Il pane di montagna di sant’Antonio
Nei miei viaggi dietro alla devozione antoniana ho sempre trovato il pane. Ho visto i frati di Istanbul distribuirlo ai rifugiati della Siria e alla gente rom. A Messina, a fine Ottocento, una donna promise al Santo di donare il pane se sfuggiva al contagio del colera: oggi i padri rogazionisti di quella città, nel nome di Antonio, danno cibo a centinaia di persone e rivendicano, con orgoglio, di aver ripreso per primi la tradizione del «pane». A Tolone, in Francia, in quegli stessi anni, il miracolo fu più terreno: una porta che non si apriva, un fabbro che voleva sfondarla, una donna che implorò l’aiuto del Santo. La stessa promessa: il dono del pane. Antonio ebbe a cuore anche il piccolo problema della donna. La porta si aprì. E lei mantenne il suo impegno verso la gente più povera.

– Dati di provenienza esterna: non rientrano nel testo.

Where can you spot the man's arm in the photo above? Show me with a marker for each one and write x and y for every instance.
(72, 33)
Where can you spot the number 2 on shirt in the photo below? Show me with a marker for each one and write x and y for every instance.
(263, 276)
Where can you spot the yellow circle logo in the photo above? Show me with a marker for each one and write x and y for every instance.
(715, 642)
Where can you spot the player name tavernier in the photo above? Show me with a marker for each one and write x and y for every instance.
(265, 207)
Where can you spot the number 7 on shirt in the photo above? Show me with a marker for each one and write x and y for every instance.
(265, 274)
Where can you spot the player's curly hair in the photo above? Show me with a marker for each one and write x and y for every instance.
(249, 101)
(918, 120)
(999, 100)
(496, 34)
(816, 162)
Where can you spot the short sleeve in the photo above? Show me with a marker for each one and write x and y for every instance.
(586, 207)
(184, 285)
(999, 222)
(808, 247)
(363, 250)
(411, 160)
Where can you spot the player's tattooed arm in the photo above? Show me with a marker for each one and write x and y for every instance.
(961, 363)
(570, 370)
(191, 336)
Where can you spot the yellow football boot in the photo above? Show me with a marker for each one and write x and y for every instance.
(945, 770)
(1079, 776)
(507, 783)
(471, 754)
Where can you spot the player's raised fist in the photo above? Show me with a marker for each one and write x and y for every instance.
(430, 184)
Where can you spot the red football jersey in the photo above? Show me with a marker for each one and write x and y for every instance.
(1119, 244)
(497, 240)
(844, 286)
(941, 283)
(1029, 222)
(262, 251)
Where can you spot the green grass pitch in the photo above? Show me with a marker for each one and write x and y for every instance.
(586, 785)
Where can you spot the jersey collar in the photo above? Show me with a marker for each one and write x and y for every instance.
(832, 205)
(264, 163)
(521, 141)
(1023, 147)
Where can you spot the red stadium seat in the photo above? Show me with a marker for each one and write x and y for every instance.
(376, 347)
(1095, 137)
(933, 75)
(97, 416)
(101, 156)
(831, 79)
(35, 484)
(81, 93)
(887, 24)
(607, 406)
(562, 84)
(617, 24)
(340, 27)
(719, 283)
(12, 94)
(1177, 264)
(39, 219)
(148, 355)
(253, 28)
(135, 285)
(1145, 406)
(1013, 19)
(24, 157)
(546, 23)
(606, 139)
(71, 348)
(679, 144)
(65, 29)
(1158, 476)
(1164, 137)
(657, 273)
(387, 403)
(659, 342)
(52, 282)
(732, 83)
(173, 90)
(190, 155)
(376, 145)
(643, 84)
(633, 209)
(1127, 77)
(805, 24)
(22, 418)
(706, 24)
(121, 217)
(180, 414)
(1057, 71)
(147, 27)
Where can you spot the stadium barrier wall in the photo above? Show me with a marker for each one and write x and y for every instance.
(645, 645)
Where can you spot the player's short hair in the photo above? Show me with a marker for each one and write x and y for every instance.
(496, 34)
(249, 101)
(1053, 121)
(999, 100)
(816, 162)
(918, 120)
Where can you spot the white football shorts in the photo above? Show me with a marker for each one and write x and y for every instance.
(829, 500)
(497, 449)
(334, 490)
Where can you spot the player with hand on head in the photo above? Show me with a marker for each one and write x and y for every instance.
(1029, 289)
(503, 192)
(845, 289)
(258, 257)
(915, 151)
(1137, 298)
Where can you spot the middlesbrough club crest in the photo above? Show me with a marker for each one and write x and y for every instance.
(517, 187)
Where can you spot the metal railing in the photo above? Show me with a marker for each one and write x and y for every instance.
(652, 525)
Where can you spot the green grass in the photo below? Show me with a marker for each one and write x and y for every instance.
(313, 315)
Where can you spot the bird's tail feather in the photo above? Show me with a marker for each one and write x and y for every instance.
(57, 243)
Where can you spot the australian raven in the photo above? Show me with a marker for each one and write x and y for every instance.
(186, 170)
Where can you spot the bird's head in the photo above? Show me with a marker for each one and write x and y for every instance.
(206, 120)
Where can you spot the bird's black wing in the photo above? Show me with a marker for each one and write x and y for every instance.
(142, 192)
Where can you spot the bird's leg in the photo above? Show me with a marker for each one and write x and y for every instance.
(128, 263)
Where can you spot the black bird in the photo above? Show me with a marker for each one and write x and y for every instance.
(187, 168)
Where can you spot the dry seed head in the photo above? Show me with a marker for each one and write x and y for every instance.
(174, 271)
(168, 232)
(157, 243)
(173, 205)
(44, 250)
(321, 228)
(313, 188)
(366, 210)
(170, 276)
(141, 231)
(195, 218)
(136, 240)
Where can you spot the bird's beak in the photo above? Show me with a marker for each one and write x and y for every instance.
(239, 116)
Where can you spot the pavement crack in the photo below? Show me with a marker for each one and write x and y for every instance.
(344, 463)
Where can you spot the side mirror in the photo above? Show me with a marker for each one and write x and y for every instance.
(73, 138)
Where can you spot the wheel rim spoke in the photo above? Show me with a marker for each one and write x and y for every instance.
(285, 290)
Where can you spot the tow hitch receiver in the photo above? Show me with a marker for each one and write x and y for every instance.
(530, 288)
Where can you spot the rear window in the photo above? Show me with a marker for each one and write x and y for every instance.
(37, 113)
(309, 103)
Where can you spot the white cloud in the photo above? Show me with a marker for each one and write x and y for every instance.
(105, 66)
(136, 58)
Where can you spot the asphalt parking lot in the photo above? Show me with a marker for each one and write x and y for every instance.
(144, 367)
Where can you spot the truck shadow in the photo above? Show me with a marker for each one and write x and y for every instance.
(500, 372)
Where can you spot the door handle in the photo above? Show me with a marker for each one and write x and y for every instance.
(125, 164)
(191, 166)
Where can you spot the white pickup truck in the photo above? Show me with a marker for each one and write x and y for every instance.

È una storia antica, questa del pane. Erano gli anni in cui si stava costruendo la basilica di Padova, il Santo era morto da poco. Avvenne una tragedia: un bambino, meno di due anni, stava giocando attorno a un mastello d’acqua. Inciampò, cadde a testa in giù e annegò. La madre non aveva più lacrime, poteva solo pregare. Arrivarono i frati, la preghiera fu profonda, disperata. Il bambino ritrovò la vita. Fu questa donna a donare tanto grano quanto era il peso di suo figlio. Cominciò così una storia di misericordia che ancor oggi è ben viva.

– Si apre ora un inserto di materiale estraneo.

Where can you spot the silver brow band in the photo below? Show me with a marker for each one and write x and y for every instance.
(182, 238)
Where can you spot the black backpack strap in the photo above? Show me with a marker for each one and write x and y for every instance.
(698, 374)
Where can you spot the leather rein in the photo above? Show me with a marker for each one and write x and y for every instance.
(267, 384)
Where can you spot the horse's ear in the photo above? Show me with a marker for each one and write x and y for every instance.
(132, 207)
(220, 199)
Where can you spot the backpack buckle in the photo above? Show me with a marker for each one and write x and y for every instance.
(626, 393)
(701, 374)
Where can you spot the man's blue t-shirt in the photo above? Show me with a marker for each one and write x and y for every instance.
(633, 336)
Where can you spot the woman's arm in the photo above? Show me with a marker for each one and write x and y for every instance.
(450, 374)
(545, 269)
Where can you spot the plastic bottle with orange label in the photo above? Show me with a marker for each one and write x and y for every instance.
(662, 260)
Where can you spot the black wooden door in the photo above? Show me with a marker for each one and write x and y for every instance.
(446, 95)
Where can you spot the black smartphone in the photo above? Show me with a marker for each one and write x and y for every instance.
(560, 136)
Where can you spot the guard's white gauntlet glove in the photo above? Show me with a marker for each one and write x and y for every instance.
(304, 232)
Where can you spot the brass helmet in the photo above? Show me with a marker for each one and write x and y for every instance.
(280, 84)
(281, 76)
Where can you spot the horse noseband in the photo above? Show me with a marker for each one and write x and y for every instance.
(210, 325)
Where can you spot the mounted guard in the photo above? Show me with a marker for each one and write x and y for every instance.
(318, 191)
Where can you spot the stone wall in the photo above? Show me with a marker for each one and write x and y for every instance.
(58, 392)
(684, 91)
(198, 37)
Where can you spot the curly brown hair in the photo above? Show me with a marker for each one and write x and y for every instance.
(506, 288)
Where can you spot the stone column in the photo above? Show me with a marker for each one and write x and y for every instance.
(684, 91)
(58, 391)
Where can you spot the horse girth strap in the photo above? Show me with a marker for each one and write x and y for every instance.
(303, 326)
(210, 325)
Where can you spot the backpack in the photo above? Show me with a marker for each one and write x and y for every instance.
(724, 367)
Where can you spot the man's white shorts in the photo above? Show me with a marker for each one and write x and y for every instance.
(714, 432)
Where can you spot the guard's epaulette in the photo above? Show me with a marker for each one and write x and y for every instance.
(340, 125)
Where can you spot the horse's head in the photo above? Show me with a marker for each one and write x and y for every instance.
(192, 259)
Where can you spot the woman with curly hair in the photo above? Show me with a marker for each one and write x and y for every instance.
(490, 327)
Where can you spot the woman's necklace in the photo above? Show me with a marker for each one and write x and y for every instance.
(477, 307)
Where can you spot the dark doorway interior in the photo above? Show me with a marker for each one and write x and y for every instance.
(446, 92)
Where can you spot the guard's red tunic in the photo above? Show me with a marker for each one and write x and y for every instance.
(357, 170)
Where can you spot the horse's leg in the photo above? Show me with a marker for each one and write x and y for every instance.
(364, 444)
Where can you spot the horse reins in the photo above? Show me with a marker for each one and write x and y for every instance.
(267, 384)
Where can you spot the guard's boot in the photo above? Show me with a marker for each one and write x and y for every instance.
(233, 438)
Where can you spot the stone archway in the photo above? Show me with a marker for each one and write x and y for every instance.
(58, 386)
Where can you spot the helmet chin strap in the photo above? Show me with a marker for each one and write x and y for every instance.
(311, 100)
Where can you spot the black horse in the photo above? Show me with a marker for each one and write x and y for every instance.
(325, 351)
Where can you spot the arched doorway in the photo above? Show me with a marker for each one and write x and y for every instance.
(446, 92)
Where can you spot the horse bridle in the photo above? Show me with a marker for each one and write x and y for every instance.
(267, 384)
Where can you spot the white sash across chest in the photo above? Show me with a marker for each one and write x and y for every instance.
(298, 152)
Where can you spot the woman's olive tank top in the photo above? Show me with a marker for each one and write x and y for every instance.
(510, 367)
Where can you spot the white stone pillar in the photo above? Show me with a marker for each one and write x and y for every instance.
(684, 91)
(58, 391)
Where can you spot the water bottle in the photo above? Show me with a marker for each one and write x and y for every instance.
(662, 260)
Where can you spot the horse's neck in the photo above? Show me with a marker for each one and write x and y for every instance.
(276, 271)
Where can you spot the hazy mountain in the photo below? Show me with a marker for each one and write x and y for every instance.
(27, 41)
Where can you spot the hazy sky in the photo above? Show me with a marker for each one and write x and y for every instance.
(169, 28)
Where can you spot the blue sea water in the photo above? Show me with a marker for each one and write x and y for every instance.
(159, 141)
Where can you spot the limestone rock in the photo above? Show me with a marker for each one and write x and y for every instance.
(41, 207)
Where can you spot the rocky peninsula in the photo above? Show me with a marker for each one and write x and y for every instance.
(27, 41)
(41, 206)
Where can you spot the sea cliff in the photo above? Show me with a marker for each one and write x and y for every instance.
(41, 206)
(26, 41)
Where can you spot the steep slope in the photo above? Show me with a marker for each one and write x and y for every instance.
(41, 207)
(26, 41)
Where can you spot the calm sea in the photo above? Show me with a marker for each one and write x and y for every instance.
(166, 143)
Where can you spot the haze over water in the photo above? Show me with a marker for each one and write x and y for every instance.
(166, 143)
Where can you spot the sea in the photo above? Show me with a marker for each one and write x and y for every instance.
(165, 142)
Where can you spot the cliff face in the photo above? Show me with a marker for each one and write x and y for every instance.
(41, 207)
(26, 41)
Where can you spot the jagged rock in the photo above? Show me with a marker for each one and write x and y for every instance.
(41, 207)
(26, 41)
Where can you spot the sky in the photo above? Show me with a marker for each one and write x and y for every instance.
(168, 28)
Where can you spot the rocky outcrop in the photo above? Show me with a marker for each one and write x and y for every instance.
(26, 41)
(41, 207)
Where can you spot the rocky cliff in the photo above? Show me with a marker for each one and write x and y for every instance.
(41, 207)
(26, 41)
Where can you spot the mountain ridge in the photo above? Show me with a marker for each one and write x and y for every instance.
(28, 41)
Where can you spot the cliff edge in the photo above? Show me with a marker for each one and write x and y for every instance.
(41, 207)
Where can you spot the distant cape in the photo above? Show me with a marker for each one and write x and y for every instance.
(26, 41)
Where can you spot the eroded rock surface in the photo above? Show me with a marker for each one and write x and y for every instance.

Per il giorno del Santo, 13 di giugno, torno a Rotonda, paese del Pollino lucano. So che Mario, nel suo forno casalingo, con l’immagine del Santo alle spalle, i volti delle Madonne e la foto della squadra di calcio più amata, sta impastando la farina per ottenere i pani di Antonio, patrono del paese. Il suo giorno è la grande festa di Rotonda. Don Stefano benedirà questi pani in montagna. Sarà un cibo felice.